Es una bella manera de iniciar una charla
amena y llena de amor, ¿no lo cree estimada
(o) lector?
Un
encuentro anhelado se dará caminando por una
de esas inmensas playas, los pies húmedos de
aquel hombre acarician las arenas blancas y
suaves. Traspasando la vista allende las
aguas cristalinas, un magnifico astro casi
rojizo tocará el horizonte perdido a la
distancia, el viento levantando la brisa
golpea con fuerza la túnica blanca mojada
que cubre ese cuerpo desnudo, mientras el
astro se agiganta tras el horizonte marino,
penetrando eternos instantes las aguas;
abriendo delante un camino dorado e
insinuante.
Su
masculinidad deja una mirada profunda ante
el cosmos henchido de vida.
En
la lejanía se dibuja la imagen de una
doncella que avanza y observa el astro
muriendo, mientras un azul intenso, tinta la
mar cristalina, siente la excitación que las
olas le provocan en su quebrar constante
sobre la playa, en aumento acaricia el
viento delineadas dunas de su suave y dorada
piel, mientras la luz lentamente pierde su
fuerza.
La
dama extiende sus brazos dejando sus prendas
volando a la zaga, en su desnudez, da forma
a una cruz y suspira profundamente mientras
su aroma de ricas fragancias; envuelve al
hombre que viene tan cerca.
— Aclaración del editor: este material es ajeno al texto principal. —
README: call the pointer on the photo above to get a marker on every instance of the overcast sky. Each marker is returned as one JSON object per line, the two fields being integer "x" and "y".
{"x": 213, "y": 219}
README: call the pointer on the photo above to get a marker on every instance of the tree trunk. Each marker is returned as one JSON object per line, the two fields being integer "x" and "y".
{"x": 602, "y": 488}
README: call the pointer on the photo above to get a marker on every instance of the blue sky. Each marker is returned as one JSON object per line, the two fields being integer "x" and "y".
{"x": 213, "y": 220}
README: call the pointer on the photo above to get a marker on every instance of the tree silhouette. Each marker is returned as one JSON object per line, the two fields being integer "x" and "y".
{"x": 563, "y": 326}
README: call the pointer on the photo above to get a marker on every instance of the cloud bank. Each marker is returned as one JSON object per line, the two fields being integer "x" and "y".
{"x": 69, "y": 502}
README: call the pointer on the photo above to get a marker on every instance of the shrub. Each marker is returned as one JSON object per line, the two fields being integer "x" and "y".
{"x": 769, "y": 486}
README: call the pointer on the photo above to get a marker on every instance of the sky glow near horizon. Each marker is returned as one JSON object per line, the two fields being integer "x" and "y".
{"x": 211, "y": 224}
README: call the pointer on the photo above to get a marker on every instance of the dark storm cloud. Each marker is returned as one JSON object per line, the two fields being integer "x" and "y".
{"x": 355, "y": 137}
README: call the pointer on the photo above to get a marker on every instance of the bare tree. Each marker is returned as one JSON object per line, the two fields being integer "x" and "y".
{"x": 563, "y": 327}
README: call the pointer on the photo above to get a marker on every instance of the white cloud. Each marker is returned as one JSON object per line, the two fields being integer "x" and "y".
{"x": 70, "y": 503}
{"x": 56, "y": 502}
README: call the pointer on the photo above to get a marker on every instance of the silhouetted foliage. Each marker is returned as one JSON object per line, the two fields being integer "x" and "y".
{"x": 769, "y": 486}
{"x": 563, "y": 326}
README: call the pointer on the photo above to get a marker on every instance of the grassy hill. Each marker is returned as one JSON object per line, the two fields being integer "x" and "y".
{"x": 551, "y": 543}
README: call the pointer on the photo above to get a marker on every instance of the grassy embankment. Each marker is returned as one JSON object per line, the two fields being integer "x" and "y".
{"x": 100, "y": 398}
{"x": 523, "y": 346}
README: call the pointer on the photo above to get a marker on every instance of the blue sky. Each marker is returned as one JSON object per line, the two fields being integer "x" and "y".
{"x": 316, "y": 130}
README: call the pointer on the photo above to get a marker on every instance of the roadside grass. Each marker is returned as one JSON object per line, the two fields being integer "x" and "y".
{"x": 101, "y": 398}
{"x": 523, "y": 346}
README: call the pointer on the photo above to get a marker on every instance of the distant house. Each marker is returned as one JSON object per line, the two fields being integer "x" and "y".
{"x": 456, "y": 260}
El, detenido y
perplejo ante la bella figura, recibe en los
hombros aquella caricia de esas manos
delgadas y suaves.
Al
brillo del primer lucero, ella con esos
ojazos moriscos profundos como la misma
noche, se posa frente al hombre y anhelante
observa las prendas mojadas delineando el
pecho y sus muslos torneados, aprecia sus
formas sensuales pendientes entre él y la
arena, le toma las manos y en una caricia va
llevándolas lentamente hasta sus senos
palpitantes y gira enredando su cuerpo
buscando cobijo en el robusto pecho, sus
largos cabellos acariciados brillan
intensamente incitando a esos varoniles
labios a prenderles un beso.
Toda la tibieza de sus cuerpos perfectos se
invaden lentamente, perdido el último has de
luz en la profundidad de la noche todo se ha
consumado, estando tan cerca y de frente, la
sed de sus labios sensuales recorren el
pecho, las sensaciones al tacto de sus manos
ansiosas despiertan el fuego demandante de
pasiones y aromas, en tanto la luna arrulla
discreta el acto amoroso.
Con
la suavidad de un vuelo se posan los cuerpos
sobre las tibias arenas, sin siquiera
pensarlo los tibios labios se unen entre sus
mieles, dejando amarse intensamente aceptan
sus labios ardientes, lenta y amorosamente
beben en su ser apasionado la sensualidad
contenida por años en ella, la ofrenda
celeste se hunde en el altar de la divinidad,
adivinando entre vellos sensuales la tibieza
sonrosada y profunda de la virginidad.
Este acto amoroso es el milagro que precede
a la creación, para finalmente a la luz de
las estrellas aflore la vida al atardecer de
un día de verano colmado de pasiones y
deseos reprimidos.
Nada, ni nadie puede ante el milagro de la
creación censurar la fusión de ambos cuerpos,
el fuego amoroso purificándoles lentamente
mientras el viento los eleva hasta perderlos
en la basta y eterna oscuridad de la noche.